Uit de vaste rechtspraak van het Hof volgt dus dat een betrokkene bij de toepassing van Vo 883/2004 slechts kan beschikken over een woonplaats op het grondgebied van één lidstaat.4 Onbestreden is dat appellant vanaf 25 november 2005 niet meer ingeschreven stond in een Nederlands bevolkingsregister. Hij stond vanaf die datum ingeschreven in België en vanaf 23 augustus 2016 tot heden in Duitsland . Hoewel een inschrijving in een gemeentelijk bevolkingsregister niet doorslaggevend hoeft te zijn, kan voor de vaststelling van de woonplaats in beginsel wel worden uitgegaan van deze inschrijving. Dit is alleen anders, als aannemelijk wordt gemaakt dat de feitelijke woonsituatie niet met deze inschrijving overeenkomt.
4.8.
Evenals als de rechtbank oordeelt de Raad dat appellant niet aannemelijk heeft gemaakt dat hij in de periode in geding het centrum van zijn belangen en dus zijn woonplaats in Nederland had. De volgende omstandigheden, ontleend aan de gedingstukken en het besprokene ter zitting, acht de Raad hierbij van belang.
4.9.
Appellant heeft op enig moment een huis in Duitsland gekocht en heeft daar naar eigen zeggen gewoond om het huis te renoveren. Uit overgelegde nota’s van een notaris blijkt dat appellant in april 2016 ook een huis in [plaatsnaam 1] heeft gekocht en dat hij dat huis weer heeft verkocht in augustus 2019. Ondanks het feit dat appellant naar eigen zeggen vanaf april 2016 met zijn toenmalige vriendin in [plaatsnaam 1] heeft gewoond, heeft hij zich in augustus 2016 ingeschreven in een bevolkingsregister in Duitsland . Ook voor de Belastingdienst heeft appellant zich gepresenteerd als wonend in Duitsland . Zijn aanslag IB over 2018 is naar zijn Duitse adres gestuurd en appellant is niet aangeslagen voor premies volksverzekeringen. De door appellant overgelegde bankafschriften, nota’s en telefoonuitdraaien van de KPN, hebben slechts betrekking op enkele maanden in de periode in geding en zeggen weinig tot niets over de feitelijke woonplaats van appellant. De verklaringen van vrienden en kennissen van appellant zijn tot slot onvoldoende objectief om doorslaggevend te zijn voor het aannemen van een feitelijke woonplaats in Nederland.
4.10.
Hoewel uit de door appellant overgelegde stukken blijkt dat hij in de periode in geding banden met Nederland had, is de Raad niet tot de overtuiging gekomen dat appellant feitelijk zijn woonplaats had in Nederland. De Nederlandse wetgeving was daarom niet van toepassing en van verzekering voor de AOW kan in die periode geen sprake zijn.

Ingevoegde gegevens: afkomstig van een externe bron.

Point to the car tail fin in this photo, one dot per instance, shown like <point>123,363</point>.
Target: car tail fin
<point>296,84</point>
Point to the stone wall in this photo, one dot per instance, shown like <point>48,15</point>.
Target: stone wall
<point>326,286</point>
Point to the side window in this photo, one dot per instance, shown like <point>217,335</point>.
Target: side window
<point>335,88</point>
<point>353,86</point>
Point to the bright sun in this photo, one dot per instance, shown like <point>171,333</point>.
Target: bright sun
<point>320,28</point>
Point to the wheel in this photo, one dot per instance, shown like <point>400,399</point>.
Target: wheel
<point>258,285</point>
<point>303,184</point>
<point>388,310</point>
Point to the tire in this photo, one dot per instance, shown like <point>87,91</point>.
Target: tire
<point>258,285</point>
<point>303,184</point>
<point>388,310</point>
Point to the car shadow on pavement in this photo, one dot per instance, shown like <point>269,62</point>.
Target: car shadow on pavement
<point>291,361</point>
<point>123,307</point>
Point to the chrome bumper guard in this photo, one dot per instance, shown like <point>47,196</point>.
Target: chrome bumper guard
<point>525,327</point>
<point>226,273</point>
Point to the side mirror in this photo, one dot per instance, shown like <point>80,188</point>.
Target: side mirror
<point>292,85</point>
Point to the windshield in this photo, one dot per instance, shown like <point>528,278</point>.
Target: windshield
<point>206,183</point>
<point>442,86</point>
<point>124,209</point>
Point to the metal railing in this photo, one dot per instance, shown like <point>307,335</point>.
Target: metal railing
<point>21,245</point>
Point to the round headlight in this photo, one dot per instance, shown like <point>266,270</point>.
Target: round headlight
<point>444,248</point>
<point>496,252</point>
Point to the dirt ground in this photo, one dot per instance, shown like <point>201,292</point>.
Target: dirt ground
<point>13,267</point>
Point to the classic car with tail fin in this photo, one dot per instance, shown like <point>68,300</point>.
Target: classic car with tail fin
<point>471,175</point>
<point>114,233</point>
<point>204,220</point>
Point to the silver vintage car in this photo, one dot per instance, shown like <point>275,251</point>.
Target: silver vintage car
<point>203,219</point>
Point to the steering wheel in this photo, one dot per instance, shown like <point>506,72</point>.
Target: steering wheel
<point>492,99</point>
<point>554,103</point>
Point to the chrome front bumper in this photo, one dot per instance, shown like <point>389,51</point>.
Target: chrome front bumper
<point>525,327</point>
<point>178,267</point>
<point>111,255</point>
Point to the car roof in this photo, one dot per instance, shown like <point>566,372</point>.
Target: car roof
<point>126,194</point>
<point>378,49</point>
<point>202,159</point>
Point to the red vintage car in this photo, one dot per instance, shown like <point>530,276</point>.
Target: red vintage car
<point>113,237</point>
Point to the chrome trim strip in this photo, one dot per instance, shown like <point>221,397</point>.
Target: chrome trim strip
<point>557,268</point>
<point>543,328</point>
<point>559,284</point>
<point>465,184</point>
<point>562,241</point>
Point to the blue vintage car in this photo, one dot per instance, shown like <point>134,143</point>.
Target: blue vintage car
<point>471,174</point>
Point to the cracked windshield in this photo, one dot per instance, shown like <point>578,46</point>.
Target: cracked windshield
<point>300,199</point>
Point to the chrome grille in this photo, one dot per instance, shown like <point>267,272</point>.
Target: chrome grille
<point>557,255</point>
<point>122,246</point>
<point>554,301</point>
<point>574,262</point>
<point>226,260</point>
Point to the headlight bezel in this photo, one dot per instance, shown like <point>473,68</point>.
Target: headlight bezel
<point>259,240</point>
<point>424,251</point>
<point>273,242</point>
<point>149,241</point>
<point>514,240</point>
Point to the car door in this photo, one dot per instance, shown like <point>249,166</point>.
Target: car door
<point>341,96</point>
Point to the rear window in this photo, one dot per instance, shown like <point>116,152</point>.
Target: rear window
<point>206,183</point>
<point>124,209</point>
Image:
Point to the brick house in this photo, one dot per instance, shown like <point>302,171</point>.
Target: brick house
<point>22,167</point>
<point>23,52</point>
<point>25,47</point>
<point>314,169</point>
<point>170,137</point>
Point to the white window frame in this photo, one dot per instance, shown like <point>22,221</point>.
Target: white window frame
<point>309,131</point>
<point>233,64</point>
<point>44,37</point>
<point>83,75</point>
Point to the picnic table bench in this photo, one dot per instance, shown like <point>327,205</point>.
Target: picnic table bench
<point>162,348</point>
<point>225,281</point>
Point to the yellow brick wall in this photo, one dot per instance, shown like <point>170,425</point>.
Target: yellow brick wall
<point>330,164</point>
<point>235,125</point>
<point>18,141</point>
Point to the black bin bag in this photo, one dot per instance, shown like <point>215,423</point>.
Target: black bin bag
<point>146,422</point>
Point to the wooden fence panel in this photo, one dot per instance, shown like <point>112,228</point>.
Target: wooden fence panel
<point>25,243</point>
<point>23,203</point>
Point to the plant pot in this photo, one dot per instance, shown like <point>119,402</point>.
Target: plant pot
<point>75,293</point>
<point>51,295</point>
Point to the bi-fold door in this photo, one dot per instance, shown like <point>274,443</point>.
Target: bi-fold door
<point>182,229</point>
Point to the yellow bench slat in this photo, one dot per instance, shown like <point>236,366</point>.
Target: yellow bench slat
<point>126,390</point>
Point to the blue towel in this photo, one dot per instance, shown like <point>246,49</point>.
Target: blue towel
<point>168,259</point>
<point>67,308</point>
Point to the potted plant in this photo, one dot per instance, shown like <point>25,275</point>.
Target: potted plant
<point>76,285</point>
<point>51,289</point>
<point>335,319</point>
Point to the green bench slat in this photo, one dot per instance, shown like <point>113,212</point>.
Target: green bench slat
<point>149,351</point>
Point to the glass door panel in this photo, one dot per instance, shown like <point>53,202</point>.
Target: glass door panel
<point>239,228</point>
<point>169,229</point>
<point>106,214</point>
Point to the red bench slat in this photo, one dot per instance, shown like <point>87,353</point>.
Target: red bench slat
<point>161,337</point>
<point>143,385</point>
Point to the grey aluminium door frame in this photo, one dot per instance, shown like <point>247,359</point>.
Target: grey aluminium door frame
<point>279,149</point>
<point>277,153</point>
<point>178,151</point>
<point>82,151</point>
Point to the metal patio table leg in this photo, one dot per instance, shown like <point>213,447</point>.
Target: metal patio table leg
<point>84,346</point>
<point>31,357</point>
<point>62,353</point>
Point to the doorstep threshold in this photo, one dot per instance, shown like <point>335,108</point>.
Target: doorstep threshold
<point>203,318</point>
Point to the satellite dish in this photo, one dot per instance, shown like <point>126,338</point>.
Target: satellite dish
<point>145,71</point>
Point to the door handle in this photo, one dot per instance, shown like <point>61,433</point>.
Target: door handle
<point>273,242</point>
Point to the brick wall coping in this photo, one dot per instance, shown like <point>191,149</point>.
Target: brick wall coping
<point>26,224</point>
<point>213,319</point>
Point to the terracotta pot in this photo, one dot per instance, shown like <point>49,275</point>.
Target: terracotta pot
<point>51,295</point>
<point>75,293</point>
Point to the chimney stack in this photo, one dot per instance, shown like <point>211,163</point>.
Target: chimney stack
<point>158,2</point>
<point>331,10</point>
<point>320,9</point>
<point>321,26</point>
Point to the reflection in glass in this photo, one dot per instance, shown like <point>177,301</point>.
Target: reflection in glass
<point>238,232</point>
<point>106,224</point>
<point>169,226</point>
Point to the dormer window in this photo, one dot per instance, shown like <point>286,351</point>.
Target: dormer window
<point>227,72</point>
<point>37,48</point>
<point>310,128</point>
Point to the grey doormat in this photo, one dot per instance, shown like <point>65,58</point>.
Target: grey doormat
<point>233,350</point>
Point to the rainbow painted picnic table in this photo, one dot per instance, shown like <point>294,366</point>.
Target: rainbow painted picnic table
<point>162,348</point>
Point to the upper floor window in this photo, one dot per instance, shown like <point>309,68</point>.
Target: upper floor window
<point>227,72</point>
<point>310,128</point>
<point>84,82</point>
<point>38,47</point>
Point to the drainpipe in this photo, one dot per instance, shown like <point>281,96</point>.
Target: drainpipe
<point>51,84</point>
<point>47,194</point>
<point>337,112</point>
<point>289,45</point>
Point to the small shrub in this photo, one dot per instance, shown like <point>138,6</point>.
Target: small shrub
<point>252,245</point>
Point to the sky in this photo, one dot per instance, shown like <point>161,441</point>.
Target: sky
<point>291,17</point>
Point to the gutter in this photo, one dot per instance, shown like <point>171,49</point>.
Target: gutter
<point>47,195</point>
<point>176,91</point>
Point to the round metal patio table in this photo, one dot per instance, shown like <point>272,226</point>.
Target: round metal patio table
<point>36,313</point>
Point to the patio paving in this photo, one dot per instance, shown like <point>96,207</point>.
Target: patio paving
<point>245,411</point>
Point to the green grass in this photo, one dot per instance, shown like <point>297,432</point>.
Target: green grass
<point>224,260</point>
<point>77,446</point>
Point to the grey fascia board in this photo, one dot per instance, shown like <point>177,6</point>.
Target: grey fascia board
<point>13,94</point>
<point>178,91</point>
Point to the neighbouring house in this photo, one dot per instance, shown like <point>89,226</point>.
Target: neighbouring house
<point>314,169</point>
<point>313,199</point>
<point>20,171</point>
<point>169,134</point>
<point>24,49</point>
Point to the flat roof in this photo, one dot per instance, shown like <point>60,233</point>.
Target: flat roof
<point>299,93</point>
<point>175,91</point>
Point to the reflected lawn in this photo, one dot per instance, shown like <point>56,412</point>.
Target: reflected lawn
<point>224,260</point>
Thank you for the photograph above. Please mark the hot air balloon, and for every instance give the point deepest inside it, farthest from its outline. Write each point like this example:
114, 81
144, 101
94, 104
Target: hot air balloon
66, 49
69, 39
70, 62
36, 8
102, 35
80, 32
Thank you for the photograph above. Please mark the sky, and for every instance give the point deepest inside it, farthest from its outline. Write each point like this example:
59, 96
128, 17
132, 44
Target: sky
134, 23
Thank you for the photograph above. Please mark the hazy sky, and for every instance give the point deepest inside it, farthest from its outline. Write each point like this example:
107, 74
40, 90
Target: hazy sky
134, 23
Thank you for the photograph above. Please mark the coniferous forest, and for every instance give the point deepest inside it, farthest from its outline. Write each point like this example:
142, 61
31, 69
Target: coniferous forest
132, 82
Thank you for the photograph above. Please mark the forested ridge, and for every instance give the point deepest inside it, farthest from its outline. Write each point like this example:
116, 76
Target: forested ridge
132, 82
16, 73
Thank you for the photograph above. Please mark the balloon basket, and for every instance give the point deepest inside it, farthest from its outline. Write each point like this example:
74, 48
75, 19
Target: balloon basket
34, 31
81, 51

Bijlage: voor deze uitspraak belangrijke wettelijke regels
Verordening (EG) 883/2004
Artikel 1 Definities
Voor de toepassing van deze verordening:
j) wordt onder „woonplaats” verstaan de plaats waar een persoon pleegt te wonen;
k) wordt onder „verblijfplaats” verstaan de tijdelijke verblijfplaats.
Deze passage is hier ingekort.